I have setup databricks-connect version 5.5.0. This runtime includes Scala 2.11 and Spark 2.4.3. All the Spark code I have written has been correctly executed and without any issues until I tried calling sparkContext.wholeTextFiles
. The error that I get is the following:
Exception in thread "main" java.lang.NoClassDefFoundError: shaded/databricks/v20180920_b33d810/com/google/common/base/Preconditions
at shaded.databricks.v20180920_b33d810.org.apache.hadoop.fs.azurebfs.AzureBlobFileSystem.ensureAuthority(AzureBlobFileSystem.java:775)
at shaded.databricks.v20180920_b33d810.org.apache.hadoop.fs.azurebfs.AzureBlobFileSystem.initialize(AzureBlobFileSystem.java:94)
at org.apache.hadoop.fs.FileSystem.createFileSystem(FileSystem.java:2669)
at org.apache.hadoop.fs.FileSystem.get(FileSystem.java:370)
at org.apache.hadoop.fs.Path.getFileSystem(Path.java:295)
at org.apache.hadoop.mapreduce.lib.input.FileInputFormat.setInputPaths(FileInputFormat.java:500)
at org.apache.hadoop.mapreduce.lib.input.FileInputFormat.setInputPaths(FileInputFormat.java:469)
at org.apache.spark.SparkContext$$anonfun$wholeTextFiles$1.apply(SparkContext.scala:997)
at org.apache.spark.SparkContext$$anonfun$wholeTextFiles$1.apply(SparkContext.scala:992)
at org.apache.spark.rdd.RDDOperationScope$.withScope(RDDOperationScope.scala:151)
at org.apache.spark.rdd.RDDOperationScope$.withScope(RDDOperationScope.scala:112)
at org.apache.spark.SparkContext.withScope(SparkContext.scala:820)
at org.apache.spark.SparkContext.wholeTextFiles(SparkContext.scala:992)
...
Caused by: java.lang.ClassNotFoundException: shaded.databricks.v20180920_b33d810.com.google.common.base.Preconditions
at java.net.URLClassLoader.findClass(URLClassLoader.java:382)
at java.lang.ClassLoader.loadClass(ClassLoader.java:419)
at sun.misc.Launcher$AppClassLoader.loadClass(Launcher.java:352)
at java.lang.ClassLoader.loadClass(ClassLoader.java:352)
... 20 more
One attempt at solving the problem was to move to the latest Databricks runtime - which at the time of this writing is 6.5. That didn't help.
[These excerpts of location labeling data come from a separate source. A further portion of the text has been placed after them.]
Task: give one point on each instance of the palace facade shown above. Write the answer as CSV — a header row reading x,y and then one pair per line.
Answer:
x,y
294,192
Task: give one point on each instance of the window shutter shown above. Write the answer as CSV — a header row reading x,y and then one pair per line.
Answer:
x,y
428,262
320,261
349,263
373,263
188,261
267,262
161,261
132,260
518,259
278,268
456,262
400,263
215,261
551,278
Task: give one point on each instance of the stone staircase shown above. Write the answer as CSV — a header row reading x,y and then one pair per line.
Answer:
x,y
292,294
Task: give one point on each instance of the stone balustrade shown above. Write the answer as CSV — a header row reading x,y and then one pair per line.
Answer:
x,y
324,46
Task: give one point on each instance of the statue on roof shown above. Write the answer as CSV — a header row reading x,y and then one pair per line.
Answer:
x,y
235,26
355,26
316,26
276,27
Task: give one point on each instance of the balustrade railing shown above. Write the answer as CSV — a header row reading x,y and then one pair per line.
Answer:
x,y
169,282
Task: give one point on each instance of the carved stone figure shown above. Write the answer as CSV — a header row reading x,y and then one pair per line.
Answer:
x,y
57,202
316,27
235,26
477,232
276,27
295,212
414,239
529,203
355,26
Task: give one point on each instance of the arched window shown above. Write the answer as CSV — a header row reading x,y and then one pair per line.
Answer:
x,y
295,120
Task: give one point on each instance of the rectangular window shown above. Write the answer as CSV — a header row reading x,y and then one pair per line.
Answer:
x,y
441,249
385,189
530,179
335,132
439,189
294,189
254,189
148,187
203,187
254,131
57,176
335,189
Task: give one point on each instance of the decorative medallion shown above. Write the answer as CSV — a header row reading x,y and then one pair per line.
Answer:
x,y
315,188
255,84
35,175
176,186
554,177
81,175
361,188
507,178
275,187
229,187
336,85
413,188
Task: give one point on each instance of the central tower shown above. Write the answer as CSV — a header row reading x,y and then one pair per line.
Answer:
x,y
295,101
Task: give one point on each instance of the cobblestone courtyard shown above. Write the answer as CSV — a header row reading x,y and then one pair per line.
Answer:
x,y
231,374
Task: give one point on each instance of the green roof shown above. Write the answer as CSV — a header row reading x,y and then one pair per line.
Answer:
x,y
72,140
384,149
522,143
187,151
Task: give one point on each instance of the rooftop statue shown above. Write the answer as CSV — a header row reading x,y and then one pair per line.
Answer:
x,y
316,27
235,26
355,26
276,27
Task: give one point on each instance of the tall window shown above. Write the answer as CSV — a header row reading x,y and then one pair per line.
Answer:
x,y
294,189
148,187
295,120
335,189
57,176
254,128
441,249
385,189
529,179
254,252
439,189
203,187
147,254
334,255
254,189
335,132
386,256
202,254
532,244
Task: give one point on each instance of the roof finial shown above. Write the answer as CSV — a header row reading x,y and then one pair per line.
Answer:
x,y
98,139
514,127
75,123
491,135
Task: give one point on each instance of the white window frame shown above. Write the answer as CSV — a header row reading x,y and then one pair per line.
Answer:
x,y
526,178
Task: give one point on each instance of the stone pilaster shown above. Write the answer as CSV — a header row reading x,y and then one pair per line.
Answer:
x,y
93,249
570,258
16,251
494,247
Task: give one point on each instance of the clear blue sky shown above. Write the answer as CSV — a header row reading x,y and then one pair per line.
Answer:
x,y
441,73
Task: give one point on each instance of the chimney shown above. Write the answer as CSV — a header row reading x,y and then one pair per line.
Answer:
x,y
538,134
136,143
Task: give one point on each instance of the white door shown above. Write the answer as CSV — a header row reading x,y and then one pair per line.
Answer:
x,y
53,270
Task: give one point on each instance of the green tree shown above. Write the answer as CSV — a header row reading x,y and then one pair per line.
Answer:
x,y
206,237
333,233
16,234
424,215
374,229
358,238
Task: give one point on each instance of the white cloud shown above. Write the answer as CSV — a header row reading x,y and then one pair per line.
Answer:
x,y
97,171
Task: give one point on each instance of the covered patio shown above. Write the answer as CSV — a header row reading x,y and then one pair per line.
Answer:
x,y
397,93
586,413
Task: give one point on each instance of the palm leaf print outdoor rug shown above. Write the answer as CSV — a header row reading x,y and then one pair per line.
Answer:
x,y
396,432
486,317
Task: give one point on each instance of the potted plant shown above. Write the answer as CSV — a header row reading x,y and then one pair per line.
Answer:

I have proceeded going back in versions - 6.4 and 6.3 - since they use different Spark versions but to no avail.
Another thing that I tried was adding "com.google.guava" % "guava" % "23.0"
as a dependency to my build.sbt
. That in itself results in errors like:
Exception in thread "main" java.lang.IllegalArgumentException: Wrong FS: abfss://abc-fs@cloud.dfs.core.windows.net/paths/something, expected: file:///
I feel that going down the road of satisfying in and every dependency that somehow is not included in the jar may not be the best option.
I wonder if someone has had a similar experience and if so - how did they solve this.
I am willing to give more context if that is necessary.
Thank you!